Express Steps (Deploy the EC2s and Static WebApp infrastructure)

  1. Download the staticwebapp.yaml CloudFormation template
  2. Make sure you are in AWS region: us-east-2 (Ohio)
  3. Deploy the CloudFormation template
    • Name the stack HealthCheckLab (case sensitive)
    • Leave all CloudFormation Parameters at their default values
  4. When the stack status is CREATE_COMPLETE, you can continue to the next step

Guided Steps (Deploy the EC2s and Static WebApp infrastructure)

Click here for detailed instructions to deploy the WebApp:

1.3 View the website for web service

  1. Go to the AWS CloudFormation console at https://console.aws.amazon.com/cloudformation.

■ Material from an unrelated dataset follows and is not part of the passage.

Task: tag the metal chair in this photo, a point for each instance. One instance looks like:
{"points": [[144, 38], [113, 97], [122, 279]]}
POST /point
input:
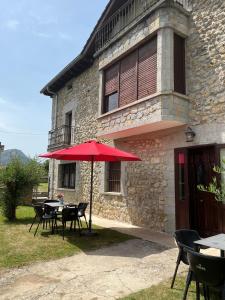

    • Wait until HealthCheckLab stack status is CREATE_COMPLETE before proceeding. This should take about four minutes
    • Click on the HealthCheckLab stack
    • Click on the Outputs tab
    • For the Key WebsiteURL copy the value. This is the URL of your test web service
      • Hint: it will start with http://healt-alb and end in <aws region>.elb.amazonaws.com
  2. Click the URL and it will bring up the website:
    DemoWebsite

  3. The website simulates a recommendation engine making personalized suggestions for classic television shows. You should note the following features:

    • Area A shows the personalized recommendation
      • It shows first name of the user and the show that was recommended
      • The workshop simulation is simple. On every request it chooses a user at random, and shows a recommendation statically mapped to that user. The user names, television show names, and this mapping are in a DynamoDB table, which is simulating the RecommendationService
    • Area B shows metadata which is useful to you during the lab
      • The instance_id and availability_zone enable you to see which EC2 server and Availability Zone were used for each request
      • There is one EC2 instance deployed per Availability Zone
      • Refresh the website several times, note that the EC2 instance and Availability Zone change from among the three available
      • This is Elastic Load Balancing (ELB) distributing these stateless requests among the available EC2 server instances across Availability Zones
    Well-Architected for Reliability: Best practices
    Use highly available network connectivity for your workload public endpoints: Elastic Load Balancing provides load balancing across Availability Zones, performs Layer 4 (TCP) or Layer 7 (http/https) routing, integrates with AWS WAF, and integrates with AWS Auto Scaling to help create a self-healing infrastructure and absorb increases in traffic while releasing resources when traffic decreases.
    Implement loosely coupled dependencies: Dependencies such as queuing systems, streaming systems, workflows, and load balancers are loosely coupled. Loose coupling helps isolate behavior of a component from other components that depend on it, increasing resiliency and agility.
    Deploy the workload to multiple locations: Distribute workload data and resources across multiple Availability Zones or, where necessary, across AWS Regions. These locations can be as diverse as required.